Our first morning in Pretoria was spent at the Department of Justice and Constitutional Development. I was surprised as we walked into the office to see posters hanging up that advertised various rights to each South African citizen, such as sexual orientation and gender. This has been a running theme throughout our stay in the country. Similar posters are hanging in court houses, the Public Protector, and the Human Rights Commission. I’ve met several South Africans who are clearly aware of their rights, afforded to them in the Constitution’s Bill of Rights. Our tour guide, Moses, has experienced check points by the police, in which he told the authorities that if they pull him over, they must pull everyone over. While the country is still working on making sure every citizen, including those in the rural areas, is aware of his rights, it’s still in stark contrast to America.
The average US citizen will likely read the Bill of Rights and walk away with one interpretation of what it means. The best way to understand your rights under the US Bill of Rights is to talk to a lawyer, and probably a constitutional lawyer to be safe.
I’ve thought a lot about the relationship South Africans have with their constitution compared to the relationship we have with ours.

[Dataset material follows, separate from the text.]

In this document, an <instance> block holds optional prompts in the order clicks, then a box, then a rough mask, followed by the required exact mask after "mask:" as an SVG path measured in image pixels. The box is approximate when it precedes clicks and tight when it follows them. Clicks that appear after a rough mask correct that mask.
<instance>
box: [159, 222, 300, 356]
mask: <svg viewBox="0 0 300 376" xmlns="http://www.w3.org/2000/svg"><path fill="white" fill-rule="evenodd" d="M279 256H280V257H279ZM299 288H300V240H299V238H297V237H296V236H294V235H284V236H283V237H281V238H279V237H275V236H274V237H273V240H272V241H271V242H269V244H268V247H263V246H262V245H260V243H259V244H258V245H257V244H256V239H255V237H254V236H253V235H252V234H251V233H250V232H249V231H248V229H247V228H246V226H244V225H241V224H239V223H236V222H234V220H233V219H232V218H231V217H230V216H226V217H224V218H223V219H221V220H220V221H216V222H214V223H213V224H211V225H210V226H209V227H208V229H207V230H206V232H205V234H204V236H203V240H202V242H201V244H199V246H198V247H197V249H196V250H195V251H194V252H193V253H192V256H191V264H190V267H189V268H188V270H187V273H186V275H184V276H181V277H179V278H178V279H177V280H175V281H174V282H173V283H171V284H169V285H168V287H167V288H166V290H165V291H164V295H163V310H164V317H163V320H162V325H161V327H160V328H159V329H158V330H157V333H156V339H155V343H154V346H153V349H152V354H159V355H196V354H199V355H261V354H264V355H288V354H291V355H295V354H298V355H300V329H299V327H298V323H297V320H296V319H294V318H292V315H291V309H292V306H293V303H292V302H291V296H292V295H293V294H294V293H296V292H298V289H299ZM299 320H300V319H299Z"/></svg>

I think part of it comes down to age. The US Constitution was ratified in 1789 and the Bill of Rights ratified in 1790. Clearly, there are no longer citizens who remember the transition from the Articles of Confederation to the current constitution. When I think about the US Constitution, the image that comes to mind is that of an ancient document protected behind glass in Washington DC. Sure, I’ve got a couple pocket constitutions I use for law school, but even when I read it I’m always struck by the strange spelling and historical grammar. In short, it’s a document that may define my citizenship, but it was written so many generations ago that I often wonder if the Framers had any idea that one day the Constitution would protect a person like me.
It is absolutely different in South Africa. Even our guide Moses just gave us another three minute history lesson on the transition from apartheid to democracy as we’re driving out of Pretoria. I don’t remember the last time I brought up the Revolutionary War to relate to my voting rights (not that I would have had voting rights at that time). South Africa has a long history: hundreds of years of colonial rule and wars between the British and Boers. But the history that matters most to all South Africans is not even twenty years old. So many South Africans remember life under apartheid that life under this constitution has a significant meaning. I only fear for the future generations of South Africa who may not appreciate their constitution because it’s over 200 years old. At the same time, though, the idea of the South African Constitution lasting that long is a beautiful thought.